Doctors protest outside Dáil warning GP service is in crisis

‘We are looking at the last generation of GPs in Ireland’ – doctors call for Fempi reversal

Dr Gareth Linehan from Michelstown,  and his daughter Grace (2) at the NAGP protest. Photograph: Laura Hutton

Dr Gareth Linehan from Michelstown, and his daughter Grace (2) at the NAGP protest. Photograph: Laura Hutton

 

The National Association of General Practitioners (NAGP) has said there is a “crisis” in general practice and unless cuts are reversed “we are looking at the last generation of GPs in Ireland”.

Hundreds of GPs protested outside Leinster House on Wednesday afternoon with placards stating “this Government is killing general practice” and holding stethoscopes in the air.

The rally was organised by the NAGP, which represents more than 2,000 GPs, and is calling for the reversal of Fempi (Financial Emergency Measures in the Public Interest).

Dr Maitiú Ó Tuathail, NAGP president, said there were 26 communities across the country currently without a GP and this would “escalate dramatically”.

He said about 700 GPs were due to retire in the next five years and 70 per cent of practices outside Dublin were not taking on any new patients as they were at capacity.

“The problem is getting closer to Dublin,” Dr Ó Tuathail added.

“It’s certainly worse in rural Ireland and when GPs in rural Ireland are retiring, they’re not getting replaced. But we’re seeing similar problems now in Dublin in the north inner city as well . . . People are saying to us now they are finding it increasingly difficult to get appointments with their GP.”

Dr Ó Tuathail said anything less than “full unconditional reversal of Fempi” would be rejected and only when general practice has been “resuscitated and stabilised”, a new GP contract can be discussed.

Extra services

The NAGP has said the Government must restore about €160 million in cuts if general practice is to function again and that an extra €400-€500 million is needed to expand the sector and provide extra services such as X-rays for patients.

NAGP chairman Dr Andrew Jordan said the payment per patient had decreased as a result of various cuts by about 38 per cent.

Asked whether GPs were prepared to provide additional productivity in return for the reversal of austerity-era cuts, Dr Jordan said: “That conversation might have been okay a few years ago but now we have an appetite within general practice that they just want the money back.”

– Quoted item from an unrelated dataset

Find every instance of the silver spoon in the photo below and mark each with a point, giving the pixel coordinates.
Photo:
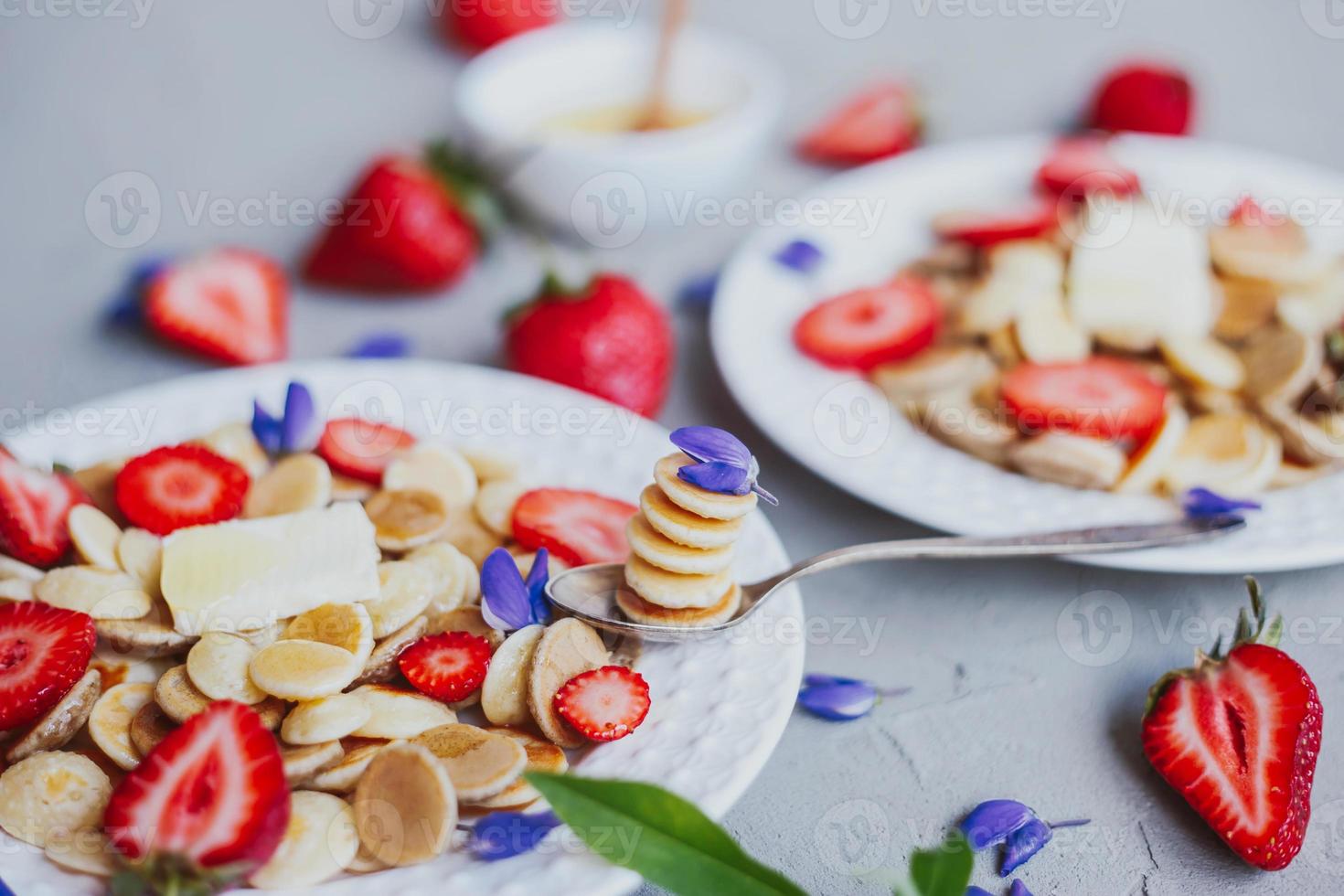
(589, 592)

The NAGP said 50 per cent of practices were in debt and trying to keep going. It said 70 per cent of practices outside of Dublin were not taking on any new patients as they were at capacity.

Dr Diarmuid Quinlan, from Glanmire, Co Cork, said the situation was “particularly bad” in rural Ireland.

“Many of our GPs find they can get better employment, training and job opportunities abroad so they’re increasingly heading to Canada and Australia, so we are exporting a very valuable resource, our highly-trained medical personnel,” he said.

“I would think general practice is beyond breaking point, most of my colleagues in general practice in rural Ireland are working 10-, 12-, 14-hour days, five or six days a week and it’s unsustainable. When younger doctors see that they decide it’s not for them and they go elsewhere.”

Dr Carmel Harte, from Bandon, Co Cork, said the primary care system is “broken”.

“We need to be resourced, we’re not being resourced. We’re getting extra work to do but without the back-up to employ staff or to resource IT, or anything like that,” she said.

“It’s just not coming. We need to get people to sit up and pay attention.”

Dr Kerr Livingston, from Kilbarrack, north Dublin, said “it just gets harder and harder to do the job”.

“We’ve had no good news for 12 or 13 years now. It’s just getting harder and harder to provide the services we want for the patients.”